フレイズさんを筆頭とした方々の指導・教育は厳しく毎日ヘトヘトになったのを覚えている。
それから数年たった時には、皆それなりに成長していた。
10歳の年齢に達した子は冒険者登録をして冒険者としての活動にも従事した。
中には戦闘に向かない子もいて、そういう子は勉学を一生懸命おこなったり、執事業務やメイド業務をする者も居た。とは言え、戦闘訓練を全くしない訳じゃないのでそれなりに腕はあがっているけれども。
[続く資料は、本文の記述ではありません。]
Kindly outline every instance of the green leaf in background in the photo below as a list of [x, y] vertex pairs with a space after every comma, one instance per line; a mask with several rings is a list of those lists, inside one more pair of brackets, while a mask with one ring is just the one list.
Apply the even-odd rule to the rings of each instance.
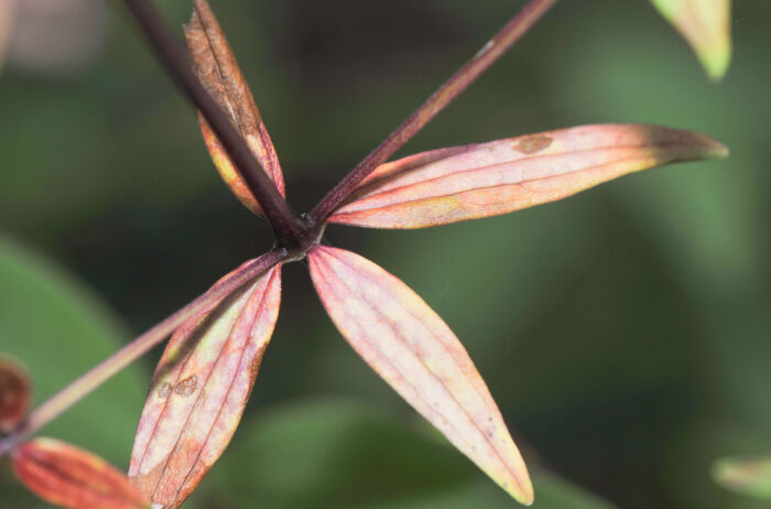
[[[26, 365], [34, 404], [120, 346], [120, 327], [83, 286], [0, 236], [0, 350]], [[55, 436], [127, 464], [148, 380], [129, 368], [45, 427]]]
[[771, 500], [771, 457], [719, 459], [713, 468], [713, 477], [728, 489]]
[[[534, 481], [536, 509], [611, 507], [551, 475], [535, 472]], [[438, 434], [350, 400], [285, 404], [245, 420], [202, 487], [234, 508], [512, 506]]]
[[12, 8], [13, 0], [0, 1], [0, 68], [2, 68], [2, 63], [6, 59], [6, 45], [10, 33]]
[[723, 78], [731, 58], [730, 0], [651, 0], [688, 41], [714, 80]]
そして、私達の同期の中からも16歳の年齢を迎える子が少しづつ出てくる。
冒険者・メイド・執事・商人等、好きなモノを選んで良いと言われる。
もちろん、冒険者になって欲しいとシャーロットさんは思っていたハズだ。
しかし、適正が高い事で生きていく方が良い事も理解されていた様だった。
そして私とペニーとロマニーの三人は冒険者になる事を選んだ。
「そうかい。アンタ達は冒険者になるのかい。期待しているよ。」
「「「はい!」」」
「ここを出たら、私の事はミス.ドロンジョと呼ぶんだよ。良いね。」
「「「わかりました!!」」」
私達三人は親の顔を知らない。
誕生日なんて分からない。
だから唯一三人の中で誕生日が分かっていたペニーと同じ日を誕生日とした。
ペニーはずっとあるペンダントを持っている。
日頃は服の中に有ってみる事は出来ないが、その中にペニーという名前と誕生日が書かれている。私とロマニーはペニーから名前を貰った様なモノだ。
『私はペニー。貴女達の名前は?』
『名前なんか無い。』
『うそ?じゃあ、私がつけて上げるね。』
そう言って出会った時につけてくれた名前。
私は、ウジェニー。そしてもう一人がロマニー。
意味なんて無いと思う。只の思い付きだろう。
だけど、それは私にとって嬉しい出来事だった。
「住む所は見つけているのかい?」
「「「はい!」」」
「良いだろう。これは成人祝い金だよ。」
「「「ありがとうございます!」」」
「何かあればここに来てフレイズに頼りな。」
「「「ありがとうございます。」」」
こうして私達は一人金貨一枚という破格の祝い金を貰ってシャーロットさんの、いや、ミス.ドロンジョさんの屋敷を出たのだった。